Still, the league has been criticized by advocates and former coaches, who have said teams have been skirting the rules.
Last year, it was not clear that the Oakland Raiders conducted any good faith interviews with minority candidates for their vacancy at coach before they ultimately hired Jon Gruden, who is white.
Now that teams have started to fill their coaching vacancies this year, the number of minority coaches may fall by half.
The Arizona Cardinals replaced Steve Wilks, who is black, with Kliff Kingsbury, a college coach. The Green Bay Packers followed by choosing Matt LaFleur as their coach, while the Tampa Buccaneers hired Bruce Arians to replace Dirk Koetter. All three new coaches are white.
The Cleveland Browns followed by hiring Freddie Kitchens, a positions coach with the team who is white. He replaced Hue Jackson, who is black and was fired during the season.
Also last week, the Denver Broncos replaced Vance Joseph, who is black, with Vic Fangio, a longtime defensive coordinator, who is white.
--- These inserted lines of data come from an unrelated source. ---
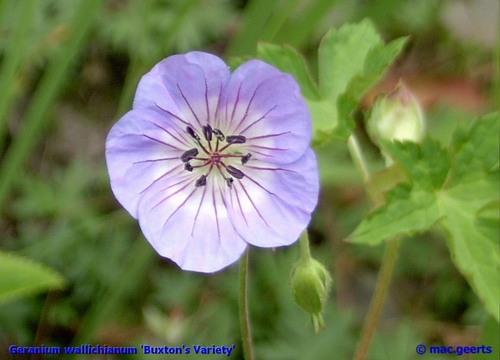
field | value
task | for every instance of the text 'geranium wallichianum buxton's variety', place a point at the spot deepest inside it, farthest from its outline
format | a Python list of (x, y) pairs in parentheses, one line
[(209, 161)]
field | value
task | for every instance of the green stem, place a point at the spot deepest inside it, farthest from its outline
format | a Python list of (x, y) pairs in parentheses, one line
[(358, 158), (305, 253), (388, 261), (246, 334), (377, 303)]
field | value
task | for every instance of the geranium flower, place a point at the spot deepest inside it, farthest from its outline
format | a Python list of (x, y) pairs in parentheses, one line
[(209, 161)]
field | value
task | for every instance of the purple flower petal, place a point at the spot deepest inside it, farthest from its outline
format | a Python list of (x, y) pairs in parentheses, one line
[(265, 106), (188, 86), (209, 162), (272, 204), (190, 225), (140, 148)]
And on Monday, the Jets hired Adam Gase, who had been fired by the Miami Dolphins, to take over the team’s top spot. Gase, who is white, replaced Todd Bowles, who is black.
The Cincinnati Bengals, who fired longtime coach Marvin Lewis, who is black, are reportedly considering hiring Zac Taylor, who is white.
Thus far, the lone exception has been the Dolphins, who are expected to sign Brian Flores, the linebacker coach of the New England Patriots, once his team is eliminated from the playoffs.
If Flores is hired, he would join Anthony Lynn of the Los Angeles Chargers, Mike Tomlin of the Pittsburgh Steelers and Ron Rivera of the Carolina Panthers as the only minority coaches.
There are only a handful of minority general managers as well. Reggie McKenzie, who was named the N.F.L. executive of the year in 2016, was fired midseason by the Oakland Raiders, where he was the chief football executive. Ozzie Newsome, the first African-American general manager in league history, retired after working with the Ravens since they arrived in Baltimore in 1996.
To be sure, coaches are hired and fired for many reasons, including most of all, success on the field. For instance, Joseph was 11-21 in his two seasons in Denver, while Wilks was 3-13 in his one season with the Cardinals.
Teams also change strategic directions, and are increasingly looking for offensive-minded coaches to match the success of high-scoring teams in Los Angeles and Kansas City.
Some black coaches also get other jobs elsewhere. Bowles, for instance, was quickly hired as the defensive coordinator in Tampa.
Still, the N.F.L., where nearly every owner and many top team executives are white, has battled the perception it does not do enough to promote minorities.
Under the new regulations enacted in December, teams looking to fill positions must interview at least one minority candidate from a list kept by the league’s Career Development Advisory Panel, or a minority candidate not currently working with a team. Teams also must keep detailed records of who they interview, which is perhaps a response to criticism from minority candidates who say they are routinely called, but not formally interviewed, by teams trying to do the least possible to fulfill their obligations.
After it was first established in 2003, the Rooney Rule appeared to be having an impact. By 2011, eight N.F.L. teams had coaches of color, the most to that point, or since.
Now, it looks like the league has taken a step back, with the number of minority coaches expected to fall to just four.